Demetrius Andressakis from IL posted 12 months ago:

In general I agree with the strategy. One item I disagree with is the amount you need at retirement as a percent of your income. Let's say that the couple in our example makes 100K a year and needs 75% or 75K to maintain the same life style at retirement. Now, let's assume that the same couple makes 200K but they live on 100K and they invest the rest. Again, in the second case the couple will need 75K at retirement. In other words what you need at retirement it shouldn't be a % of your total working income but a % of the income you spend to live on.


Richard Nelson from NJ posted 11 months ago:

What is the rational of expecting only 75% or that you spend to live on in retirement?

It would seem that after retirement one would require more more spend as there is now time to time to travel, hobbies, entertainment...


Neal Mogk from AZ posted 11 months ago:

It seems that too little is said about having your mortgage paid off by the time you retire. That's one of our biggest expenses that we expect to be done with by that time, decreasing the amount we need to live on in retirement. In essence, one is pre-paying your biggest living expense, and it's no longer subject to inflation as opposed to some sort of rental.


Jerry Overman from VA posted 4 months ago:

Retired at 62 with nice pension. Will wait until 70 to take SS primarily to assure wife can step up to higher benefit when I pass along. Currently do volunteer work, and small part time job. Wife still works as she is 5 years younger. Now 65 and struggling with all the issues surrounding Medicare and income addition to medicare payments.


Stephen Tradd from FL posted 4 months ago:

The mistake here is that you are following a rule of thumb. Instead of planning that you need 75% of your income calculate your expenses and itemize fixed and discretionary expenses. Many do not live off all their earnings, and there are many expenses that will be less. If you really want to retire early, then maybe you do not travel as much, or travel but be more frugal. If it gets right, slow down on the discretionary spending. But blindly following a rule of thumb (which I have seen ranging from 60-80% of income) doesn't take sense.

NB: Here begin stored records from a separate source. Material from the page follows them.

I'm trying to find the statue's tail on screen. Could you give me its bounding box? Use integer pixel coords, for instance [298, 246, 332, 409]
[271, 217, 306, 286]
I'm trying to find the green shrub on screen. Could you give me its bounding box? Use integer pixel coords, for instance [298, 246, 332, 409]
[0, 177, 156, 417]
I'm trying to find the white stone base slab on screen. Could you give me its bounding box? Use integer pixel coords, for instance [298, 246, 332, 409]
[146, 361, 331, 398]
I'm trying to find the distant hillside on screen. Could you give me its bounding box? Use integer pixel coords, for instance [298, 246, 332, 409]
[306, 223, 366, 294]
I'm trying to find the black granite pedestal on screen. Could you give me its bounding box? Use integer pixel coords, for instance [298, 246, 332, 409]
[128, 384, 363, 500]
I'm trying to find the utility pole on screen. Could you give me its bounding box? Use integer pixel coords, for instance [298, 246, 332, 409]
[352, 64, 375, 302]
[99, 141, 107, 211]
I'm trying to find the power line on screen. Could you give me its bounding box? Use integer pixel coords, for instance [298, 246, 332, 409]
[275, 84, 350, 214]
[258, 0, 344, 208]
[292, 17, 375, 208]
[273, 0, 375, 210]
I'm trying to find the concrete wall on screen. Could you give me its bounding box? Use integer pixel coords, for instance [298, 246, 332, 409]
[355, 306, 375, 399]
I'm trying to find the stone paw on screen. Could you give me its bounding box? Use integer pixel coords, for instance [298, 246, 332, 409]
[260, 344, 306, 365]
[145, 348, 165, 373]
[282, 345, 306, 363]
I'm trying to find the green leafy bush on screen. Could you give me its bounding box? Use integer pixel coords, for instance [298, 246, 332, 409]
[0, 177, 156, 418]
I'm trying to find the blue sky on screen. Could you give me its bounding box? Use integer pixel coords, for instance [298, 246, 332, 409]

Stephen from FL posted 4 months ago:

I hate autocorrect...as seen in previous posted comments


CHARLIE from COLORADO posted 4 months ago:

I'd like to suggest that one should never quit working, for many of the reasons in the above discussion. Work keeps us sharp, mentally and physically; hence the people who start on volunteer efforts.

The goal for me, by the time I reach "retirement age," is to be set up in activities that provide income but don't seem like work. For example, leave my current corporate job and spend my remaining years taking care of my ranch. Lots of good wholesome physical activity, but it doesn't seem like work because it is so enjoyable.


Daniel Wickenhauser from IL posted 4 months ago:

When I calculate my retirement income against anticipated expenses, SS does not even enter the calculation. I am able to decide on when I start SS based on when I want excess income to my retirement. My thoughts are to get it while I am able to spend it on quality of life, not the extension of life through medical bills and extended care. This is only short sighted if you have not prepared for retirement through your own investments and pensions.